The Agentic Harness: Designing Control in Software Delivery

Author: Dušan Šalović, Data Scientist

|

2.7.2026

The model is not the differentiator. The harness around it is: the guides that steer the agent before it acts and the sensors that catch what the guides missed. Get the architecture wrong and the agent has no stable surface to reason over. Get verification wrong and you will accumulate technical debt faster than you can deliver. This is the engineering layer that most AI coverage skips. Here is what it actually takes.

Agentic coding tools are already in your teams’ hands, whether or not your organisation has a formal policy. The question is not whether to engage with them but how to build the harness around them: the guides that steer the agent before it acts, the sensors that catch what the guides missed and the architecture that keeps machine-generated change from outpacing your ability to understand it.

This piece is about that practical layer. Not the hype, not the headlines. The engineering. That engineering has a name: the harness.

The harness is the differentiator, not the model

The most important reframing for engineers who work with agentic systems is this: an agent is not just a model. It is a model plus everything built around it to shape how it operates.

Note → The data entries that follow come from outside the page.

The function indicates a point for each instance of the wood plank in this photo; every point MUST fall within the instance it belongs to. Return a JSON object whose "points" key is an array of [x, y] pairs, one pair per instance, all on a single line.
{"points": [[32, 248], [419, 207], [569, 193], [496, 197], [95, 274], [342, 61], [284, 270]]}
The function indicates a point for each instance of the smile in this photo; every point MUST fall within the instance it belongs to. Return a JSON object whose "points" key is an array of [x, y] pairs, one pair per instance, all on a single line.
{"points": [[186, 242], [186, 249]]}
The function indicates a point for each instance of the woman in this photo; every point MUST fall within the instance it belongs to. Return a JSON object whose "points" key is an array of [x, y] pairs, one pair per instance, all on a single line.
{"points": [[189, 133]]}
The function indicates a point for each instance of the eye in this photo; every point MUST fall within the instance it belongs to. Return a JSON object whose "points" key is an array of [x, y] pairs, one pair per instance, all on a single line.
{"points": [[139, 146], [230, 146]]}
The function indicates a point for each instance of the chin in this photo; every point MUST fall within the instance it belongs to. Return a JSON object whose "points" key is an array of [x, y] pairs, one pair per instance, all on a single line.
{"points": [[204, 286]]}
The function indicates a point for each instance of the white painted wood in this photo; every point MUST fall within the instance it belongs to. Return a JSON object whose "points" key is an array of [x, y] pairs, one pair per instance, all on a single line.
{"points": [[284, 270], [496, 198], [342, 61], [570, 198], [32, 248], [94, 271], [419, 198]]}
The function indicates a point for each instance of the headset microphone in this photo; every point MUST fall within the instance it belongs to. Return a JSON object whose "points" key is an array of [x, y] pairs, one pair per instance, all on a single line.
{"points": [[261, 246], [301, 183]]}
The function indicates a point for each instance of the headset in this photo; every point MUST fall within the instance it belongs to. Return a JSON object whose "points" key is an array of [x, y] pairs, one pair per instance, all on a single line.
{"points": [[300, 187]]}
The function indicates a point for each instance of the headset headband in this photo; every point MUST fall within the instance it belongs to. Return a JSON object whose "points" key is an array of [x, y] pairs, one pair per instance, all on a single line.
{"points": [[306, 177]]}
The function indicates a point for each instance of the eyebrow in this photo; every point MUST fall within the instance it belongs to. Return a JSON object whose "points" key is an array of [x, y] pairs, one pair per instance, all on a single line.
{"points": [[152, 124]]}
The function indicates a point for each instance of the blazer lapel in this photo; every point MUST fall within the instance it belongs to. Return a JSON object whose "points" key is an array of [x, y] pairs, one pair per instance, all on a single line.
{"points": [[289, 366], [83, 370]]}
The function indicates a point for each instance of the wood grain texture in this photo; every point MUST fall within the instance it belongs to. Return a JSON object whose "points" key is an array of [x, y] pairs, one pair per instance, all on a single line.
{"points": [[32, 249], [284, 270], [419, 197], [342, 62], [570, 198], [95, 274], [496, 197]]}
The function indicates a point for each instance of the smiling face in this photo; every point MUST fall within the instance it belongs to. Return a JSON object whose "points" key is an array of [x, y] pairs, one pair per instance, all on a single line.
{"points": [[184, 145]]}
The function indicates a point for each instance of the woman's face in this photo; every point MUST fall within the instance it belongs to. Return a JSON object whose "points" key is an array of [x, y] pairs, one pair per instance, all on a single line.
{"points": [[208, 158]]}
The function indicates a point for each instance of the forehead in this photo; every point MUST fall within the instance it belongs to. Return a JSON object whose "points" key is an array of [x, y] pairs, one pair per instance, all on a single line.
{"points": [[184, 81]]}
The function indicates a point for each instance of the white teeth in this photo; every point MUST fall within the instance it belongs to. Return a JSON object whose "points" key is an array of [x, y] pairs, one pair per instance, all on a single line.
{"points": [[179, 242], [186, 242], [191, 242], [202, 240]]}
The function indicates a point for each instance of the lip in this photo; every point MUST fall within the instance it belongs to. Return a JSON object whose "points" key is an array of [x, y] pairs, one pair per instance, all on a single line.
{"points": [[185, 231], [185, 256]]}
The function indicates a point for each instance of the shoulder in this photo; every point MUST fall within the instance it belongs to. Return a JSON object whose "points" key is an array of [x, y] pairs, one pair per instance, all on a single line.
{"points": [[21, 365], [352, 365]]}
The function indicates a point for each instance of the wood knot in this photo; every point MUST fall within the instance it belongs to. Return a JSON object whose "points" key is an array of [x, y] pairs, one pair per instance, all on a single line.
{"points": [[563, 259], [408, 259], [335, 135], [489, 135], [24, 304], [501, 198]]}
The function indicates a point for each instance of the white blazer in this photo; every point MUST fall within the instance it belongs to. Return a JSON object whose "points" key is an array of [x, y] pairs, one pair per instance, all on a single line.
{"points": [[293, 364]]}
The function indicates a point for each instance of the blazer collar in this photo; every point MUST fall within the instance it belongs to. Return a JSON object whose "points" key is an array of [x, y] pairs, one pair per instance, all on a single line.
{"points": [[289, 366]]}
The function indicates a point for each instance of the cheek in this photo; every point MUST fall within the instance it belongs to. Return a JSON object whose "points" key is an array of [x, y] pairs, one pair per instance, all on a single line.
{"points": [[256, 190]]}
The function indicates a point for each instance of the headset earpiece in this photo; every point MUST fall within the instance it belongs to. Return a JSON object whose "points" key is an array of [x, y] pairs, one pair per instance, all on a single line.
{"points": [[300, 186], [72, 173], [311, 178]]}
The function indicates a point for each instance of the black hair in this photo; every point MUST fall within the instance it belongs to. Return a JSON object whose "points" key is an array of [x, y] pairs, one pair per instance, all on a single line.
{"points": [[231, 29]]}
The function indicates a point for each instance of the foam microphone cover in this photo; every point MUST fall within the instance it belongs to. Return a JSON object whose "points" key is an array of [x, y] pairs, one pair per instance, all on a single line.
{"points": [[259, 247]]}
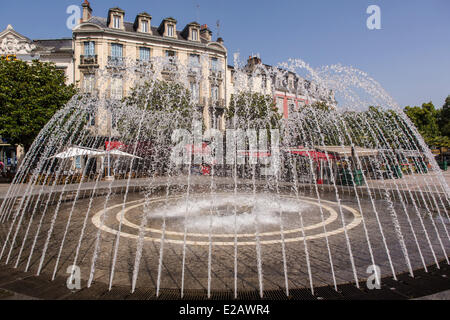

That outer layer is called the harness, and it can be broken down into two categories:

Guides are feedforward controls that steer the agent before it acts: specifications, constraint documents, coding conventions, architectural rules. These are the instructions the agent follows.
Sensors are feedback controls that monitor the agent after it acts and help it self-correct: tests, linters, output validators, static analyses. These are the checks that catch what the guide has missed.

The SWE-bench data makes the point clear:

23%

A basic agent scaffold on standard software engineering tasks

45%

An optimised scaffold running the exact same model or higher

That is a 22 percentage point gap without changing or retraining the model. The underlying model matters less than its surroundings. The harness is what separates teams that get reliable output from teams that do not.

Spending hours prompting the model does get you a long way. Spending hours designing the constraints and checks around it gets you even further.

Architecture for AI readiness: sinks, not pipes

Agentic coding works surprisingly well in some codebases, but creates chaos in others. The reason is almost always architectural. Architecture is the guide layer of the harness. The structure of the codebase is the first constraint the agent works within, whether you designed it that way or not.

Think of the components in your system as either pipes or sinks.

A Pipe is a component whose action triggers a cascade of hidden consequences. Touch it at one point, and something breaks three services down the chain.
A Sink is a component whose effect is contained and understandable. You can understand what it does without tracing the ripple effects through the rest of the system.

In a human-only world, teams muddle through pipeline-heavy architectures because engineers accumulate context over time. In an agentic world, that hidden complexity quickly becomes expensive. An agent has no persistent storage for its codebase across sessions. It cannot ask a colleague, check prior context or remember what caused the incident last quarter. It works from what is visible and explicit within the current context window. A pipeline-heavy codebase does not only slow down an agent. It gives it a plausible-looking surface to reason over while hiding the actual consequences of change.

Every new session starts without a solid understanding of the codebase. If tracing what a single component does requires tracking side effects through three other services, that codebase is not AI-ready. And it was probably not pleasant to work with before AI either.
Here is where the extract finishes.